2

I have a large dataset that I would like to run some code against piece by piece due to its large size for my pc to run in one go.

Here's my code so far... My dataset has column gene, month, and count

df <- read.table(file = "/Users/x/x.txt", 
                         header = TRUE, sep=",", fill=TRUE, comment.char = "")

count_by_gene <- 
  df %>%
  group_by(gene) %>%
  summarize(count = n())

I'm unable to import due to the dataset being too large.
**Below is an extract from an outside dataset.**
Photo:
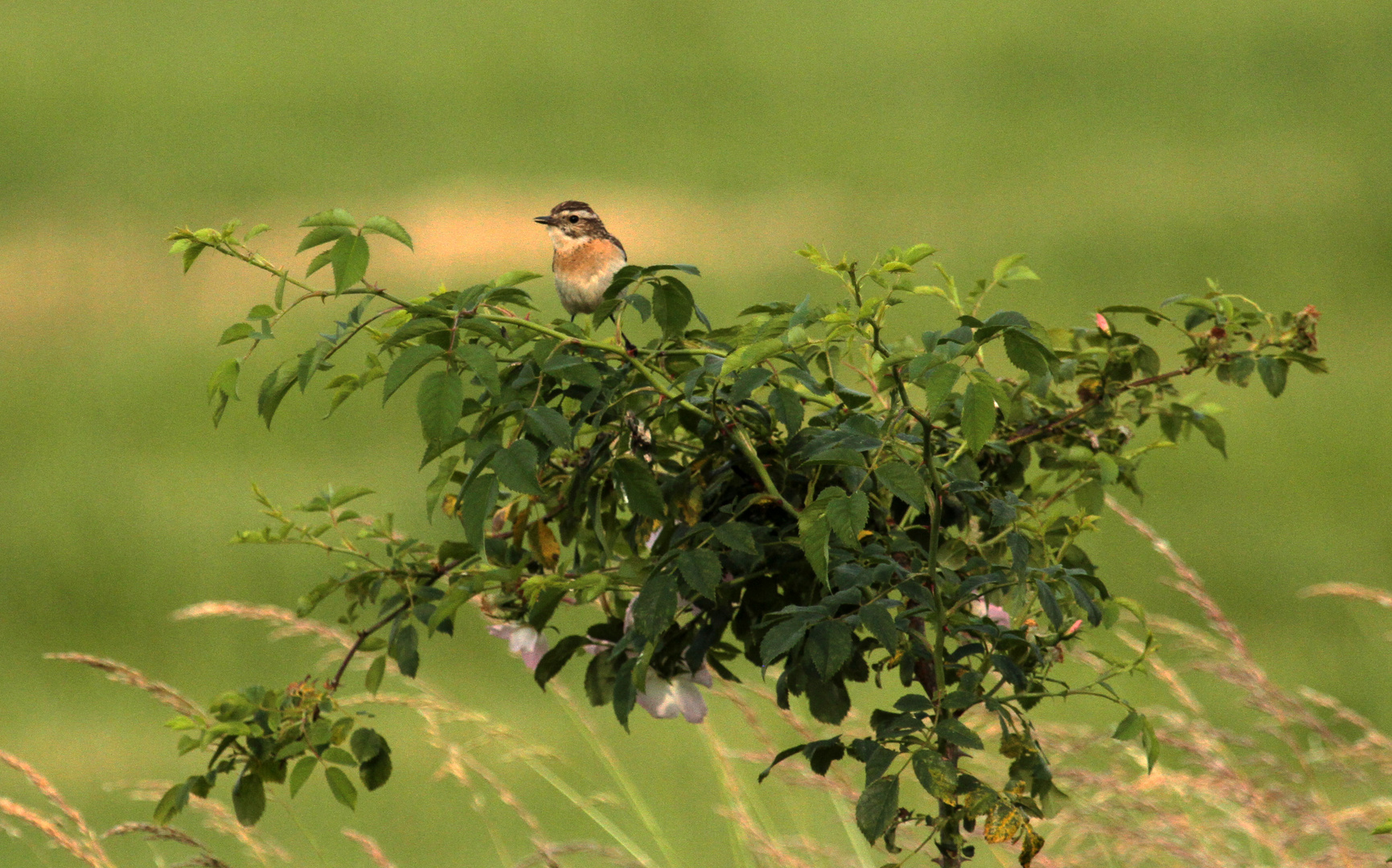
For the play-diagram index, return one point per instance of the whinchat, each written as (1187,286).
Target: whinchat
(585,259)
Is there any way to do this piece by piece and create a different table(count_by_gene) for each piece?

2 Answers2

0

you can try file.split from NCmisc packages

library(NCmisc)
orig.dir <- getwd(); setwd(tempdir()); # move to temporary dir
file.name <- "x.txt"
writeLines(fakeLines(max.lines=1000),con=file.name)
new.files <- file.split(file.name,size=50)
unlink(new.files); unlink(file.name)
setwd(orig.dir) # reset working dir to original
TarJae
  • 72,363
  • 6
  • 19
  • 66
0

Hello from what you say you only need to load gene column to count by gene. For big data frame I would also direct you to data.table package that will be more efficient in reading from CSV and processing. If gene names are strings then loading them as factor (which are stored as integers) will further reduce memory footprint

library(data.table)

# fread is data.table's read.table. It is also smart in detecting
# separators otherwise you can still provide them as parameters
dt <- fread("yourfile.txt", select="gene", stringAsFactors=TRUE)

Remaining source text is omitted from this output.